Le pire de la crise est passé, nous disent des banquiers, les fonctionnaires et les hommes politiques nationaux et supranationaux qui n’ont jamais perdu un emploi parce qu’ils n’ont jamais travaillé dans une usine ou un bureau pour un salaire qui parvient à peine à les faire vivre. Avec cela, comme nous l’avons vu lors du Forum du grand capital à Davos, on nous dit que les plans d’austérité ont fonctionné, que le chômage croissant fait partie de la solution et non du problème qu’il faut continuer à virer des travailleurs et des employés, faire que l’emploi soit plus précaire pour pouvoir continuer à baisser les salaires, en raccourcissant les vacances, en écrasant la résistance syndicale là où elle existe encore, en coupant dans les retraites et les programmes sociaux, et cetera.

Le pire est passé, nous disent les dirigeants des entreprises monopolistiques qui aux États-Unis d’Amérique (EUA) sont assis sur un billion 700 milliards de dollars, parce qu’il n’y a pas où les investir de façon rentable. Et allez savoir à quelle point est importante la pile d’euros sur laquelle les grandes entreprises de l’Union Européenne sont assises. La crise est passée, mais les problèmes concrets des peuples demeurent là, et s’aggravent de plus en plus.

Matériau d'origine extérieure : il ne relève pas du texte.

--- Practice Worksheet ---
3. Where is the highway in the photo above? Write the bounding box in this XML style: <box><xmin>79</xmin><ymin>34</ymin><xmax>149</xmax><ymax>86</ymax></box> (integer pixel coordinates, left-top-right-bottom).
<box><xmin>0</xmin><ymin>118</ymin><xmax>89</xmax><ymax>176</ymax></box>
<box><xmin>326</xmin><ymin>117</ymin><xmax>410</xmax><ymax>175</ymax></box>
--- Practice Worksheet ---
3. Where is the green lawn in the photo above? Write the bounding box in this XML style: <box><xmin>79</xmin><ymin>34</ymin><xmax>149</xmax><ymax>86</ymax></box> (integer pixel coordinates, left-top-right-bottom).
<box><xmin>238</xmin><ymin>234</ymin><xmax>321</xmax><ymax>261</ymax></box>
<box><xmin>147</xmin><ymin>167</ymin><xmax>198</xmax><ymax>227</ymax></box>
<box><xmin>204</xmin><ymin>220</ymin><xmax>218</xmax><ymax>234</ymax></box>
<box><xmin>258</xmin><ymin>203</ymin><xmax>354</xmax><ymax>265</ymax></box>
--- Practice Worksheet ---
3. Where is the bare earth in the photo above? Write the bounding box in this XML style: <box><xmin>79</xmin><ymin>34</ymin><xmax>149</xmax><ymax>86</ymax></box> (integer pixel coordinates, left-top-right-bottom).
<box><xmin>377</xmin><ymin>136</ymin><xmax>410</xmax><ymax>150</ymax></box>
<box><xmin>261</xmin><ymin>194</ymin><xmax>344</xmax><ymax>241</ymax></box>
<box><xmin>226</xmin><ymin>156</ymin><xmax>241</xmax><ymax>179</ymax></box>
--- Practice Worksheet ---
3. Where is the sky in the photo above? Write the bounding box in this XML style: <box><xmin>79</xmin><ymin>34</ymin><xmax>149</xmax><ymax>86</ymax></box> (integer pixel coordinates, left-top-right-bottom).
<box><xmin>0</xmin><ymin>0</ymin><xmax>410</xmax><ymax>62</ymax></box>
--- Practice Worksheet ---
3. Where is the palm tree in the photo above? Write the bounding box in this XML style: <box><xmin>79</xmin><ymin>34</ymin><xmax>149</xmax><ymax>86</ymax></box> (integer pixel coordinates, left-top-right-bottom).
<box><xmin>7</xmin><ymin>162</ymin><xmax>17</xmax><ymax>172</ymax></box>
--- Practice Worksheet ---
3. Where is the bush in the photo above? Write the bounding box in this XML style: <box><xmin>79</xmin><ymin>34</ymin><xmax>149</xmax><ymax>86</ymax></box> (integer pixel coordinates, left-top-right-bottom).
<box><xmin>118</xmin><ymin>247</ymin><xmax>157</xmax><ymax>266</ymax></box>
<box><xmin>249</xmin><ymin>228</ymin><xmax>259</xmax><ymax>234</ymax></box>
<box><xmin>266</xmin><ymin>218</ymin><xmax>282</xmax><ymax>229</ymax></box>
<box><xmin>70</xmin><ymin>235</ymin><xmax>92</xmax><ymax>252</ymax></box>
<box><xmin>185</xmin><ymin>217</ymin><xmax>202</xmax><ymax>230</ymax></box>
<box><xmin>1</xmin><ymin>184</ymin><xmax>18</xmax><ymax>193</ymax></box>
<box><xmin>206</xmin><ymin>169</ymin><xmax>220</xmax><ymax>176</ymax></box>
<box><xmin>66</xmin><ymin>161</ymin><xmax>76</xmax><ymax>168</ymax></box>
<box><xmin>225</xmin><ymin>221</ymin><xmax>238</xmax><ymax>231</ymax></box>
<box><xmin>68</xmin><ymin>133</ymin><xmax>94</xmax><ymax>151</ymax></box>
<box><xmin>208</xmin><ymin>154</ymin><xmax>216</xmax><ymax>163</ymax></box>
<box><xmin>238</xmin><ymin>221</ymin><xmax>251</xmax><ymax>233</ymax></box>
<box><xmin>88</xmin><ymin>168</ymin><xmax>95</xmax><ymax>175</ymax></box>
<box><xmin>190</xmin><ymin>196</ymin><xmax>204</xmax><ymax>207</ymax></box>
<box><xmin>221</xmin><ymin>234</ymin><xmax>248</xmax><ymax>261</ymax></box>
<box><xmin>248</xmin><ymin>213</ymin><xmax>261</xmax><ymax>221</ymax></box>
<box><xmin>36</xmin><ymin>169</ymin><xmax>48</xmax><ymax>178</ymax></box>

Ce n’est pas la première crise du capitalisme industriel dans les « pays avancés », dans ce 21e siècle, dans lequel la reprise de l’économie réelle – la production de biens et de services, ou bien la richesse produite socialement - ne réussit pas à rétablir les niveaux précédents d’emploi, de sécurité de travail et de salaires, mais c’est la première dans laquelle le chômage s’est accru d’une manière brutale et est devenu chronique pour des millions de travailleurs, provoquant une paupérisation de larges secteurs de la société.

Une crise dans laquelle l’inégalité de revenus a atteint des niveaux jamais vus, et à cause de laquelle une grande partie de la nouvelle génération n’aura pas d’emplois stables, vivra dans un monde d’emplois précaires, de salaires misérables et sous la menace constante du chômage chronique. La première génération du capitalisme industriel qui aura un niveau de vie et de sécurité sociale très inférieurs à ceux de ses parents.

C’est qui est nouveau, si nous pouvons le dire ainsi, c’est que dans ce monde d’économistes qui ont contribué à formuler l’oxymore de la stabilité financière dans le contexte des marchés autorégulés, se manifestent des signes de reconnaissance que le problème central de cette crise qui dure encore est peut-être structurel, et concerne la relation fondamentale du capital avec le travail salarié, la reproduction du capital, et que ce problème structurel s’aggrave avec la voracité des grands monopoles et d’un système financier qui veulent vivre de l’extraction d’une rente sur toutes les activités économiques et sociales de l’humanité, comme nous le verrons.

D’abord, un arrêt à Davos

Sous le titre « Négation, panique et doutes à Davos » l’éditorialiste économique du quotidien The Guardian, Larry Elliott [« Denial, panic and doubt in Davos »], écrivait le 23 janvier dernier qu’au cours des cinq dernières années le Forum de Davos a eu quelques « violents changements d’humeur » ; d’abord, ce fut , la négation, ensuite la panique, plus tard l’espoir que le pire était passé, et maintenant c’est la préoccupation persistante que cette chute n’a simplement pas de fin.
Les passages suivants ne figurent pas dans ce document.